On Fri, Nov 29, 2013 at 5:02 PM, Andrea Di Menna <[email protected]> wrote:
> Hello Uros,
>
> that's a really interesting problem :)
> I am no expert either but probably the best approach would be to
> "duplicate" triples when they are going to be written (e.g. in the
> destinations package), instead of modifying the extractors.
>
I agree, I'd suggest we extend the UriPolicy [1] functionality to do string
object transformations (now it only applies to URIs / IRIs)
and use the configuration files to select the desired output [2].

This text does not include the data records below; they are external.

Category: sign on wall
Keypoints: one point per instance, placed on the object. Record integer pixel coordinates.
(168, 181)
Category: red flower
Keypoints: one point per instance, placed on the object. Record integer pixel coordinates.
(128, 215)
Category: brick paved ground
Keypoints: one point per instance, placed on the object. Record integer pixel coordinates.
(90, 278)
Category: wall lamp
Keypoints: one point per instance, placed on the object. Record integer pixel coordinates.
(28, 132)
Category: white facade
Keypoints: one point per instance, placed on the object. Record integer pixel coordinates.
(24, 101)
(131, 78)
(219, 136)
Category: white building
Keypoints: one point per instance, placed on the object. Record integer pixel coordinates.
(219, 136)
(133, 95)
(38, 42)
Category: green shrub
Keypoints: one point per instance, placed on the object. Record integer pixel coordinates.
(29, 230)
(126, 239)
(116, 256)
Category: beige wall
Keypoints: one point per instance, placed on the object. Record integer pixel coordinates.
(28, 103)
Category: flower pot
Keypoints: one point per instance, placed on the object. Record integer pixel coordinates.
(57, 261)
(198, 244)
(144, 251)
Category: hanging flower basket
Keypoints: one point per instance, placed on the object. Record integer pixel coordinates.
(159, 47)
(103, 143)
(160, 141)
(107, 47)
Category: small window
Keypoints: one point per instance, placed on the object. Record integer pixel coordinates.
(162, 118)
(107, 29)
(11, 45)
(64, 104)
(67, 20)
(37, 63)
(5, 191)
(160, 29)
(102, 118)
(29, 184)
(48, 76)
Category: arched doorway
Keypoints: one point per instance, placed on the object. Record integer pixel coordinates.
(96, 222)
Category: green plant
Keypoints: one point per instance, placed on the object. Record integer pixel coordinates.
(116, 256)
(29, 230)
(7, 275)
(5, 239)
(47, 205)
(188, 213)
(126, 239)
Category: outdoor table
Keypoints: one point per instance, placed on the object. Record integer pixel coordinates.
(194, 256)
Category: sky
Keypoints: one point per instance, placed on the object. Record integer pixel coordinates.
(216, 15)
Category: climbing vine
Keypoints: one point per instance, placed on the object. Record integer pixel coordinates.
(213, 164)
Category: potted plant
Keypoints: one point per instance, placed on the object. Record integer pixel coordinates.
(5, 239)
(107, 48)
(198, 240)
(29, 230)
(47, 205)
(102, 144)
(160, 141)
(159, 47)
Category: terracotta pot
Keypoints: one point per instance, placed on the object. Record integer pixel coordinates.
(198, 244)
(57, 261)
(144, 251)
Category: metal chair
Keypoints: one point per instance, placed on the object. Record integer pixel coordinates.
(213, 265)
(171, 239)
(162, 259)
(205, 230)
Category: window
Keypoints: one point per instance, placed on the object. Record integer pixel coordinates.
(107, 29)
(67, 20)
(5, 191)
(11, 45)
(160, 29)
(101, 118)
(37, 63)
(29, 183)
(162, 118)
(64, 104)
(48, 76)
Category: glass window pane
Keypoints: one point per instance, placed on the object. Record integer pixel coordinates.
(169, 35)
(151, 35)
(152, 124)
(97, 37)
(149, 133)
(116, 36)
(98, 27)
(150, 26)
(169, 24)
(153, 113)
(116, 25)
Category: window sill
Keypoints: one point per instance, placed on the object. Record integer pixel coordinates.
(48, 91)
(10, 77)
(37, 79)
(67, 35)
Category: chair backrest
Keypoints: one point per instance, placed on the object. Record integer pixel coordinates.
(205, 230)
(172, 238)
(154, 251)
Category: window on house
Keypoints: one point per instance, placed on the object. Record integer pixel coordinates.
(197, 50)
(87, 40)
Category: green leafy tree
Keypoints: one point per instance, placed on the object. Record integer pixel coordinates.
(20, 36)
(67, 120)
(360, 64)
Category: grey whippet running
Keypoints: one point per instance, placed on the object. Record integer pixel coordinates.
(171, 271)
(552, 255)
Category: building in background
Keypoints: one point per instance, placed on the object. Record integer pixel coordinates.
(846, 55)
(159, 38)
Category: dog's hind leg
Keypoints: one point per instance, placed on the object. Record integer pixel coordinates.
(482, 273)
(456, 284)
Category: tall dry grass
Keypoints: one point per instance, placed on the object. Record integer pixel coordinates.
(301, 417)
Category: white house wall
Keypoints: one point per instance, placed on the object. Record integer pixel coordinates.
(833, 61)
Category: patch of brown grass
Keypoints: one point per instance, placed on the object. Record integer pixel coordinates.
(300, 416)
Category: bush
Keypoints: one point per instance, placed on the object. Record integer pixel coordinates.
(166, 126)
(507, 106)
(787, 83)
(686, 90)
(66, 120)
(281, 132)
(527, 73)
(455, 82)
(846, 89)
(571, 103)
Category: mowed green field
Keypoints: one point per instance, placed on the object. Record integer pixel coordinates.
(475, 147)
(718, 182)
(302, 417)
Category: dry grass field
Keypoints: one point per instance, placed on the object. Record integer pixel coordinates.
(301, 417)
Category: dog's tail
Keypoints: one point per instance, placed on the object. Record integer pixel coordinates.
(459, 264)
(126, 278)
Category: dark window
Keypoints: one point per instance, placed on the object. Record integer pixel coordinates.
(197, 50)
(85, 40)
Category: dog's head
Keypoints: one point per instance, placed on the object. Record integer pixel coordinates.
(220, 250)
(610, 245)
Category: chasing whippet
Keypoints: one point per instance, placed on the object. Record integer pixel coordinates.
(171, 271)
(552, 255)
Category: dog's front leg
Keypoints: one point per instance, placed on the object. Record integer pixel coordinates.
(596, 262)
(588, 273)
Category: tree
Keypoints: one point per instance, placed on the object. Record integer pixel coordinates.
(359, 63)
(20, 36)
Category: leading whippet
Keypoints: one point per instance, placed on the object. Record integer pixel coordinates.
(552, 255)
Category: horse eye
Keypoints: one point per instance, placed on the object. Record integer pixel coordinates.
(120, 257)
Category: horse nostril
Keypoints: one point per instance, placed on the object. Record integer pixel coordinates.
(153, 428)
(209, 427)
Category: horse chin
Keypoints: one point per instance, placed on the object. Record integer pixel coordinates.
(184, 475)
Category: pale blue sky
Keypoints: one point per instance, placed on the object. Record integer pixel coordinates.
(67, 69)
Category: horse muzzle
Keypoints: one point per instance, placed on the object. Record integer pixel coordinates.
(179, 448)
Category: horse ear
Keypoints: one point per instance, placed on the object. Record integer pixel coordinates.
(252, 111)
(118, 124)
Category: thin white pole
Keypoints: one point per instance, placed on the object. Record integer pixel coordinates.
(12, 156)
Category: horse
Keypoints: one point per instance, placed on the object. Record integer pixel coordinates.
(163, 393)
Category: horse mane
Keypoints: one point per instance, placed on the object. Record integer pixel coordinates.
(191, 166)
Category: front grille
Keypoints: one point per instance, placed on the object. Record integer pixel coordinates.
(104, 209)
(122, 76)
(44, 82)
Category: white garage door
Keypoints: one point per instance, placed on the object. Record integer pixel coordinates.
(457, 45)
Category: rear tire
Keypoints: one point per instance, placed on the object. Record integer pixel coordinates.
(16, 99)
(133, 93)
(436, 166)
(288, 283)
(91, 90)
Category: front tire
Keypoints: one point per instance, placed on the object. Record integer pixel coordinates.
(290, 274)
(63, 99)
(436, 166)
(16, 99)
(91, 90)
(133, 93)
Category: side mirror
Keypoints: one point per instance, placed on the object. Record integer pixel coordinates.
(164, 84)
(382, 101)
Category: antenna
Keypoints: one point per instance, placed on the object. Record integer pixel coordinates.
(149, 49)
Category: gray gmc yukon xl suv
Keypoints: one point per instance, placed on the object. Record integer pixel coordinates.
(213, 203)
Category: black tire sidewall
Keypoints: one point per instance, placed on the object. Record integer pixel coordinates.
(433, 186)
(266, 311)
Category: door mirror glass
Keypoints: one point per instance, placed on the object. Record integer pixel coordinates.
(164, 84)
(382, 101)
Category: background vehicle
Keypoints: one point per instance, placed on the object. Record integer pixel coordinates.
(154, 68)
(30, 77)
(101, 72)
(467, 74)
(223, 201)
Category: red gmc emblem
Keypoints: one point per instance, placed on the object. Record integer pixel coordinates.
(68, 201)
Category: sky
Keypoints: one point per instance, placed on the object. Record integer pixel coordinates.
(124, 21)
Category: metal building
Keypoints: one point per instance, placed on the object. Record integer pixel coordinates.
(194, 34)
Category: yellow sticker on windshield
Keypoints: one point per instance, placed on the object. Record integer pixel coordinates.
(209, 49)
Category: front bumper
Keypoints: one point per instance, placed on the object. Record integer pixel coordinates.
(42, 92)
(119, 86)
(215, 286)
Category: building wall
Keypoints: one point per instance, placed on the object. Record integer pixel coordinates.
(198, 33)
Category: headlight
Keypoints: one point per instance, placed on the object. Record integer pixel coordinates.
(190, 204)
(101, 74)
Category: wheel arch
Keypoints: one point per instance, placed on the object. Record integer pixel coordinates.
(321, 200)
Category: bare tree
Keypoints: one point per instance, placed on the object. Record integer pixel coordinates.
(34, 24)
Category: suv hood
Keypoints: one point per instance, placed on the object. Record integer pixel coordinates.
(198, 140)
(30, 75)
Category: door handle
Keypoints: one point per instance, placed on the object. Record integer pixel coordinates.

Uros, do you want to give it a shot? You can always ask for help here ;)
[1]
https://github.com/dbpedia/extraction-framework/blob/master/core/src/main/scala/org/dbpedia/extraction/destinations/formatters/UriPolicy.scala
[2]
https://github.com/dbpedia/extraction-framework/blob/master/dump/extraction.default.properties#L130
> For what regards which tools to use, it looks like icu4j Translitterator
> suits your needs, e.g.
>
> Transliterator.getInstance("Serbian-Latin/BGN").transliterate("Малакор 5
> (енгл. Malachor V) је измишљена планета у универзуму Ратова звезда.")
>
> results in
>
> Malakor 5 (engl. Malachor V) je izmišljena planeta u univerzumu Ratova
> zvezda.
>
> What do you think?
>
> Cheers
> Andrea
>
>
> 2013/11/29 Uros Milosevic <[email protected]>
>
>> Hi all,
>>
>> As some of you may know, a Serbian version of DBpedia is currently in the
>> works. Now, Serbian, unlike any other language in Europe, is digraphic in
>> nature, officially supporting both (Serbian) Cyrillic and (Gaj's) Latin
>> alphabet. This is absolutely fine for storing information in any modern
>> knowledge base, but can often be a major obstacle for information
>> retrieval.
>>
>> For instance, most Serbs rely on the Latin alphabet for
>> communication/interaction on the Web. That means a large portion of the
>> information is (and, often, expected to be) encoded in ISO 8859-2 (i.e.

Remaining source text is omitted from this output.